雖然寒月有時說話不過大腦總是刺人,她是清楚的,但是她心中還是對自己的出身頗為芥蒂,若是旁人這樣說便罷了,可是連寒月也這樣說自己……
李姣姣一下子沒有什麼話好說,就愣愣地坐在一旁看著寒月發脾氣。
但李姣姣向來是順著寒月的,此時又不好不開口,想起寒月的仇人,於是訕訕開口道:“聽說宴家那個,越發浪的不成樣子,他們宴家的姐姐妹妹一路貨色,又蕩又……”
“夠了。”寒月將桌上的茶杯推倒,打斷了李姣姣的話。
什麼姐姐妹妹!
什麼浪的不成樣子!
這話句句戳了寒月的心窩子,寒月眼神逐漸冰冷。
李姣姣嚇了一跳,眼見寒月動了真氣,一時更不敢說話。
二人正焦灼著,門外響起來敲門聲。
是鎮國公那邊的丫頭,這幾日寒蟬回門奔喪也帶了些來,由於穿著打扮和本府的人不大相同,寒月一眼便認了出來。
並且這個丫鬟還是常常跟著小公爺的那一個。
寒月心裡頓時咯噔一聲,心中頓覺不妙。
“你來做什麼?”
寒月語氣惡劣,正想將那丫鬟給驅逐出去,那丫鬟腳下卻跟抹了油似的一下子溜到了自己面前。
“小公爺命奴婢前來給小姐捎句話。

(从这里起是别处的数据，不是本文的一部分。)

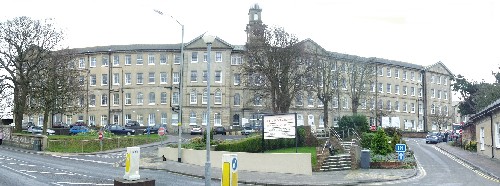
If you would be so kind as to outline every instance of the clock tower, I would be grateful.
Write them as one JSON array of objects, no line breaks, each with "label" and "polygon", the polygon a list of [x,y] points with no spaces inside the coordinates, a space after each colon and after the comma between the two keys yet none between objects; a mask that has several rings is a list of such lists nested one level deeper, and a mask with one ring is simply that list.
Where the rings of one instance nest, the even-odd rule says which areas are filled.
[{"label": "clock tower", "polygon": [[248,24],[245,32],[247,33],[247,42],[256,37],[257,35],[261,35],[259,33],[263,33],[263,29],[266,25],[262,24],[261,17],[262,9],[258,4],[254,4],[248,10]]}]

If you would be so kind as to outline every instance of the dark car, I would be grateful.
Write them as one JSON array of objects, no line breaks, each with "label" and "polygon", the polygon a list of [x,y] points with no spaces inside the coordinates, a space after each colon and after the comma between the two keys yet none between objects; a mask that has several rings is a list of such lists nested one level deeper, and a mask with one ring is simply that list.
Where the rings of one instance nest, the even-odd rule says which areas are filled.
[{"label": "dark car", "polygon": [[165,134],[168,133],[168,131],[167,131],[167,125],[166,124],[148,126],[148,128],[144,129],[144,131],[142,133],[143,134],[147,134],[148,133],[148,129],[149,129],[149,133],[150,134],[158,134],[158,129],[160,129],[160,127],[165,128]]},{"label": "dark car", "polygon": [[21,125],[21,128],[22,128],[23,130],[28,130],[28,128],[30,128],[30,127],[32,127],[32,126],[35,126],[35,124],[34,124],[33,122],[31,122],[31,121],[30,121],[30,122],[27,122],[27,123],[23,123],[23,124]]},{"label": "dark car", "polygon": [[217,135],[217,134],[226,135],[226,128],[224,128],[224,127],[215,127],[214,128],[214,134],[215,135]]},{"label": "dark car", "polygon": [[118,125],[111,125],[108,129],[109,132],[113,133],[113,134],[117,134],[117,135],[133,135],[135,134],[135,130],[134,129],[128,129],[128,128],[125,128],[125,127],[122,127],[122,126],[118,126]]},{"label": "dark car", "polygon": [[429,132],[425,137],[425,143],[440,143],[443,142],[443,137],[440,133]]},{"label": "dark car", "polygon": [[125,124],[125,127],[129,127],[129,128],[132,128],[132,127],[137,128],[140,126],[141,126],[141,124],[139,124],[139,122],[137,122],[137,121],[129,121]]},{"label": "dark car", "polygon": [[86,126],[73,126],[69,129],[69,134],[78,134],[78,133],[86,133],[90,131]]},{"label": "dark car", "polygon": [[70,125],[69,127],[74,127],[74,126],[87,126],[87,124],[83,121],[77,121],[75,123],[73,123],[72,125]]},{"label": "dark car", "polygon": [[69,128],[69,125],[62,121],[57,121],[52,123],[52,128]]}]

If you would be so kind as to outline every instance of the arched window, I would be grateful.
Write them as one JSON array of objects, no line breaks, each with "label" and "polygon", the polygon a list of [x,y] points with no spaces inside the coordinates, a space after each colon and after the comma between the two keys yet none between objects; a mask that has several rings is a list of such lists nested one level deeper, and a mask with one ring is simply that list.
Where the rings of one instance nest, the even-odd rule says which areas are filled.
[{"label": "arched window", "polygon": [[233,115],[233,126],[234,125],[236,125],[236,126],[240,125],[240,115],[239,114]]},{"label": "arched window", "polygon": [[234,94],[234,106],[240,106],[240,94],[236,93]]}]

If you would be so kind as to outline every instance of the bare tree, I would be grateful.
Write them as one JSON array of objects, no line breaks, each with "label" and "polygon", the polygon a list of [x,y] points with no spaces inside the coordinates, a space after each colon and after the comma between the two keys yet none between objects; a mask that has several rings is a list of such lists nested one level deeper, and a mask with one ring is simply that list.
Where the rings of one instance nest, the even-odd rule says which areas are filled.
[{"label": "bare tree", "polygon": [[340,73],[337,70],[339,56],[328,53],[322,48],[316,48],[312,53],[312,59],[315,67],[315,70],[311,73],[314,83],[305,88],[316,92],[319,101],[323,103],[323,121],[329,123],[329,103],[339,93],[338,80]]},{"label": "bare tree", "polygon": [[447,127],[450,124],[452,117],[443,111],[436,111],[434,114],[429,115],[429,119],[441,131],[443,127]]},{"label": "bare tree", "polygon": [[45,22],[29,17],[17,17],[0,23],[0,68],[8,74],[4,78],[12,82],[14,89],[15,131],[21,131],[31,83],[41,69],[46,68],[44,59],[54,51],[63,39],[62,32]]},{"label": "bare tree", "polygon": [[85,109],[86,71],[76,68],[74,52],[59,50],[44,60],[47,68],[41,69],[38,78],[31,83],[30,112],[42,113],[43,133],[54,113],[73,114]]},{"label": "bare tree", "polygon": [[358,107],[366,104],[367,98],[371,96],[370,85],[375,82],[375,68],[372,59],[345,55],[343,60],[346,62],[343,64],[346,66],[343,70],[347,73],[344,75],[345,79],[342,79],[342,88],[347,89],[351,98],[352,114],[356,115]]},{"label": "bare tree", "polygon": [[283,28],[252,27],[246,43],[247,63],[242,66],[254,99],[265,99],[273,113],[288,113],[313,69],[303,43]]}]

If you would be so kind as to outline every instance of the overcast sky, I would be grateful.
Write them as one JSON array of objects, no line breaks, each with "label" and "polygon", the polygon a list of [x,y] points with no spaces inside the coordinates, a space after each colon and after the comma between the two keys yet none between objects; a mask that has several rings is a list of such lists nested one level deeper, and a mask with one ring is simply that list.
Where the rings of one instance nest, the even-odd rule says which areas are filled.
[{"label": "overcast sky", "polygon": [[[419,65],[443,62],[455,75],[493,82],[500,66],[496,0],[2,0],[0,21],[54,18],[70,48],[180,43],[208,31],[245,44],[248,9],[299,39],[333,52]],[[159,9],[168,15],[153,11]]]}]

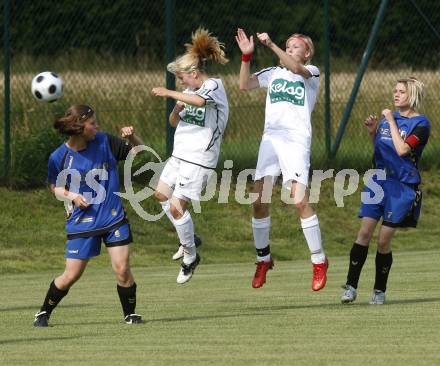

”
那丫鬟臉上掛著標準的笑容,絲毫不懼寒月這個主子。
“我同他能有什麼話好說?”
寒月現在聽見“小公爺”三個字胃裡都直犯惡心。
丫鬟湊近了同寒月耳語了幾句,寒月臉上的神情隨著她輕輕柔柔的話語越發的慘白。
她瞪大了眼睛,有些不可思議地望向坐在一旁還一無所知的李姣姣。
“該怎麼做,相信小姐心裡有數,奴婢就不多嘴了,小姐好生保重身子,奴婢這就告退了。”
“你下去吧。”
寒月說這話的時候,聲音裡都快要沒力氣了。
“方才那丫鬟過來,可是有什麼要緊事?這小公爺又是?”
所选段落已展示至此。